In his first message to the Nevada Legislature three days before the March, Sisolak seemed to go out of his way to try to mend fences with women, introducing new women members of the legislature and presenting women who had achieved high office in the state—though he erred in introducing Sue Wagner as the state’s first woman lieutenant governor, an honor that actually went to Maude Frazier in 1962.

Sisolak also said, “As Governor, I am committed to adequately funding women’s health care. Currently, Nevada ranks last in the nation in the number of women who have a dedicated health care provider. We don’t fare much better when it comes to cervical cancer screenings or other forms of family planning. That’s going to change. And that’s why we’ll be allocating $3 million per year to provide more of these lifesaving services statewide—like the life of Reno-native Ann Mackey, who in her early 20s started to have health complications. So she scheduled an appointment at Planned Parenthood. During that visit, they found early signs of cervical cancer that had gone undetected. Today, 20 years later, Ann is doing well and is certain that Planned Parenthood saved her life.”

Paradoxically, one woman reader told us she was unhappy with Sisolak setting women’s health apart from health policy generally, which prompted us to check it out, and what we found was demonstrative of the deep-seated bias women face. We found that studies have shown that women’s health is treated differently by the medical community, and our use of treated here does not refer to medical treatment. Rather, we found reports that physicians are more likely to dismiss the health problems of women than men. For instance, women suffer chronic pain at double the rate of men, yet studies indicate their pain complaints are less likely to be taken seriously.

As for actual treatment, that is different, too.

“Young women were more likely to be told to lose weight, where the young men who were actually more overweight were more likely to be put on effective preventive therapy,” Streisand Women’s Heart Center medical director Dr. Noel Bairey Merz told NBC last year. “People are always sort of judging women according to their weight.”

Nor is it just physicians who approach women’s health that way. It is also the public. A report by the American Heart Association and the National Institutes of Health (NIH) said 39 percent of women who have a cardiac arrest in a public setting were given CPR, versus 45 percent of men, with the result that men were 23 percent more likely to survive.

The bias also affects medical research.
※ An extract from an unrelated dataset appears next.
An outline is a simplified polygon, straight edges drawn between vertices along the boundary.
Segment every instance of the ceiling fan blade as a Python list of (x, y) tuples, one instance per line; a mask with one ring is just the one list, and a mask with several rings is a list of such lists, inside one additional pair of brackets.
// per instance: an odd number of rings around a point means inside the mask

Recently NIH-funded clinical trials gained a requirement to include female subjects. But clinical trials funded by commercial companies have no such requirement.

In laboratory research, male animals are usually used, so some drugs are not evaluated for their impact on women. A 2003 NIH report read in part, “[W]hile little is known about the effects of aspirin on heart disease in women, postmenopausal women, like men, have been encouraged to take aspirin daily. The effects of other widely used drugs, such as Valium, were never tested in randomized clinical trials with female subjects, although 2 million women per year consume this drug to control conditions such as anxiety, epilepsy, muscle spasms, and alcohol addiction.”

Planned Parenthood issued a statement on Sisolak’s message: “According to the Guttmacher Institute, in 2014, Nevada only met 10 percent of the need for publicly funded family planning services. The Governor’s commitment to investing in family planning will go a long way in improving that.”

Assemblymember Ellen Spiegel has submitted a bill drafting request for a measure dealing with women’s health, but there are no details on what it would do.